Home |
Poker Roll |
Poker Tweeter |
FlopZoom |
FlopZoom Lite |
News |
Blog

Math vs. Feel

Webmistress "Troi" 03.30.2007

Wow. So math versus feel, huh? That's a pretty broad topic, but I will try to keep it brief here. I think that "math" and "feel" players have very different skills, and lots of them are successful. But to be a really good player you'll need to combine those skills. And I think that math players are better suited to limit and feel players to no-limit (since we seem to be talking about Texas Hold'em here.)

**Thought Processes**

First, let me explain my understanding of how a "math player" thinks and how a "feel player" thinks. A "math player" keeps track of stack sizes and pot sizes. Calculates the odds of hitting his hand on the flop, turn, and river. Figures the odds of his hand being good if he hits it. Generally "does the right thing" if the math tells him to call, raise, or fold.

A "feel player" goes with her reads on other players. Always tries to put other players on hands. Folds to strength, bets into weakness, playing her opponent's hand. Figures out opponents' betting patterns and tendencies. Tries to sense what the other player(s) will do next, and goes with her gut feeling as to whether she can win the hand or not.

Second, I don't think that the thought processes of the math player and the feel player are mutually exclusive. I do, however, think that knowledge of the basic math of poker is necessary for any player. For example, in Hold'em, you're 2:1 against one of your cards on the flop if you hold ace-king, you're 7.5:1 against flopping a set when you hold a pair, and you're a 19:1 dog on the turn to river your set when you hold a pair.

So yeah, you need to do the math. In your head. But a good feel for other players' tendencies and the sensitivity to read them are also very important skills. E.g., if you know you're getting the right odds to call but sense that your opponent probably has you drawing dead, you should fold. And if he bets enough to give you the wrong implied odds to call, but you know he's on a stone cold bluff, you should call or raise.

Notice that the math player is focused on his own hand and odds, and that the feel player is focused on her opponent's hand and strength vibe. Sometimes the feel player will play any two cards if she's up against the right opponent in the right situation.

**Learning Processes**

Knowing the math is essential for anyone. There are dozens of good books on all forms of poker out there, chock full of expected value calculations, pot odds and implied odds, and all that good stuff. If you haven't read at least one, then you should.

And yeah, there are books on poker psychology and tells on the market. But they won't help you very much. Sure, you can read that "strength means weakness," and "weakness means strength," and that "some players don't play poker to win money." But you won't internalize that knowledge until you actually put in the hours at the felt and see it all a few times.

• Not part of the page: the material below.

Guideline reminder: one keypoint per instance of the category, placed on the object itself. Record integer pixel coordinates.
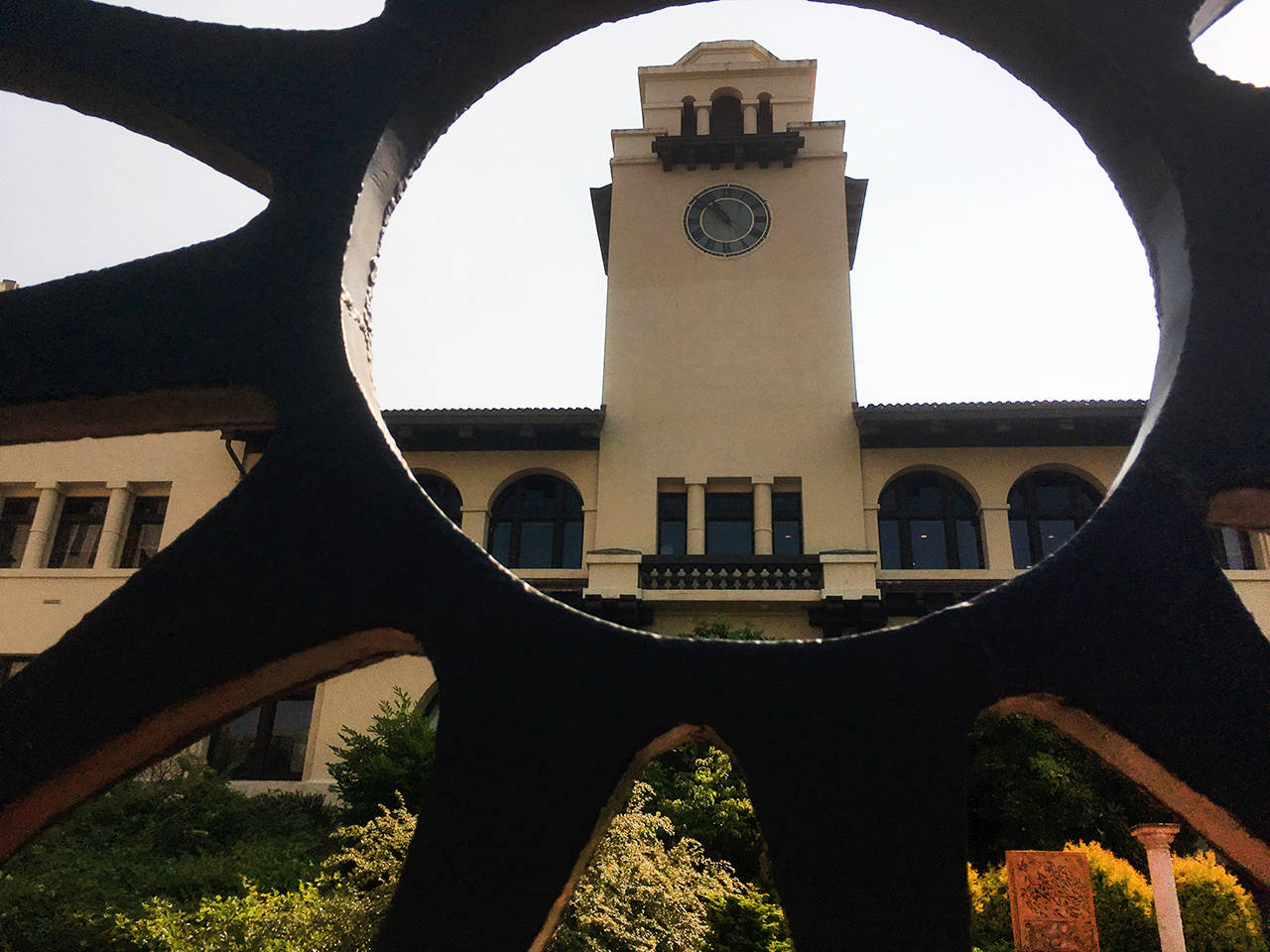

You should already know whether your basic tendency is toward the math or the feel. So how do you learn and improve? If you're a math player, start looking at the other players and try to figure out what they're holding. Especially when you're not in the hand. I find that it's much easier to read people when you have no concern over the outcome of the hand. Try to figure out who will win the hand whether or not there is a showdown. This exercise is more useful in no-limit since there are fewer showdowns. And there is usually more psychological pressure due to larger bets.

If you're a feel player, you should read, read, read all about poker math. Get the pot odds, implied odds, drawing odds, expected value, yadda yadda all down cold. Keep track of the pot size at all times, even when you're not in a hand. Keep track of the betting too, and figure out who made wrongly-sized bets (if there's a showdown and you see the cards.) Play a little limit, too, where math is king.

**Choosing a Game**

Aha! Now we're getting down to it. In limit, math is, in fact, king. Because the bet size is restricted, you'll be able to very accurately track the pot size and calculate your hand odds vs. pot odds and implied odds. In limit, implied odds are somewhat less important than in no-limit, since you'll rarely be able to win more than a small fraction of someone's stack. And that means there's less psychological stress involved. You can rarely go broke (or bust someone) in a single hand. And if you do, it probably wasn't for very many chips anyway. So if you're a math player, you're already naturally suited to limit.

Feel players: don't despair! You're well suited to no-limit. In no-limit there can be quite a bit more betting pressure, and hence more psychological pressure, in any and all hands. And guess what. More psychological pressure means that people become easier to read. People under stress will tend to revert to their instinctual behavior patterns, and since you're sensitive to peoples' behavior, you have an advantage. You'll be able to push people off pots when they show weakness, and you'll be able to avoid traps when they show strength (even if they don't bet.)

**Put it Together**

Just remember: no matter how good you are in the math or feel department, you can always get better in either or both. And I believe that you will need both to become a really good player.

As you work on the math, it'll become easier and more natural. You'll be able to free up your brain power to focus more on reading people. And as you work on the feel, you'll get better at reading people and your confidence will grow. So get out there and do it!